Bangladesh Premier League Analysis
AIM
The main goal of the project is to analyze the performance of the bangladesh players in their premier league and obtaining the top 5 players in all of them in different fields like bowling, batting, toss_winner, highest runner, man of the match, etc.
DATASET LINK
https://www.kaggle.com/abdunnoor11/bpl-data
MY NOTEBOOK LINK
https://colab.research.google.com/drive/1equud2jwKnmE1qbbTJLsi2BbjuA7B1Si?usp=sharing
DESCRIPTION
- What is the requirement of the project?
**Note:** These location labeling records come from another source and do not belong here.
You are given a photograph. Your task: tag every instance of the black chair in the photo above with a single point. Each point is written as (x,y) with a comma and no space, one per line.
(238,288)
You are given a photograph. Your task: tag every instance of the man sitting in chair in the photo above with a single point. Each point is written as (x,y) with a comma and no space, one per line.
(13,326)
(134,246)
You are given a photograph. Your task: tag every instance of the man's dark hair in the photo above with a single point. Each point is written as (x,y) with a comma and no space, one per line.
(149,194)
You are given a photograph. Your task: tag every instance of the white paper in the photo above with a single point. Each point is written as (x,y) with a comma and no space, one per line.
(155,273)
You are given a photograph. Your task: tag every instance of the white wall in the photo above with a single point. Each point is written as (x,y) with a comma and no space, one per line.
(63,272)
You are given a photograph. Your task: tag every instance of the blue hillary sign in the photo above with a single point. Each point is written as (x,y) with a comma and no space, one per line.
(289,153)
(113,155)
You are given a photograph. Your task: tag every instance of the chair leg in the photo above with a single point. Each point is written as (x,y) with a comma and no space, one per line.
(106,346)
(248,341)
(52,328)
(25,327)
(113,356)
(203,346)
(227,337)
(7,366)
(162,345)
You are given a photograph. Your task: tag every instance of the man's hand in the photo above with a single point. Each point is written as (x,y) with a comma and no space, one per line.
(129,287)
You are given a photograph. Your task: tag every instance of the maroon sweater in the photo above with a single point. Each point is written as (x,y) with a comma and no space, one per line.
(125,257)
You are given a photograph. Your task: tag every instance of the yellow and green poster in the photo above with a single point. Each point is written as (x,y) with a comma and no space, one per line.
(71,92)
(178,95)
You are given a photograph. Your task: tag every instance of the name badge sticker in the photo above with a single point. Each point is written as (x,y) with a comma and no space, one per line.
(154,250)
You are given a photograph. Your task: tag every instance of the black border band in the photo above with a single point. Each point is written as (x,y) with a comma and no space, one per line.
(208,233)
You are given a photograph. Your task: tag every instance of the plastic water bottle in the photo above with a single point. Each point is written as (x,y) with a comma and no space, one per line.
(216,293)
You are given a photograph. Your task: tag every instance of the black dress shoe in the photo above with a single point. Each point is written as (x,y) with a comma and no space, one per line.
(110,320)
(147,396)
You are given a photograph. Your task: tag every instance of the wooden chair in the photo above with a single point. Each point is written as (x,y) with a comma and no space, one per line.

- This project aims to analyze player performance data from the Bangladesh Premier League (BPL) to classify players into categories such as best, good, average, and poor based on their performance.
-
The analysis provides valuable insights for players and coaches, highlighting who needs more training and who requires less, which can aid in strategic planning for future matches.
-
Why is it necessary?
- Analyzing player performance helps in understanding strengths and weaknesses, which can significantly reduce the chances of losing and increase the chances of winning future matches.
-
It aids in making informed decisions about team selection and match strategies.
-
How is it beneficial and used?
- For Players: Provides feedback on their performance, helping them to improve specific aspects of their game.
- For Coaches: Helps in identifying areas where players need improvement, which can be focused on during training sessions.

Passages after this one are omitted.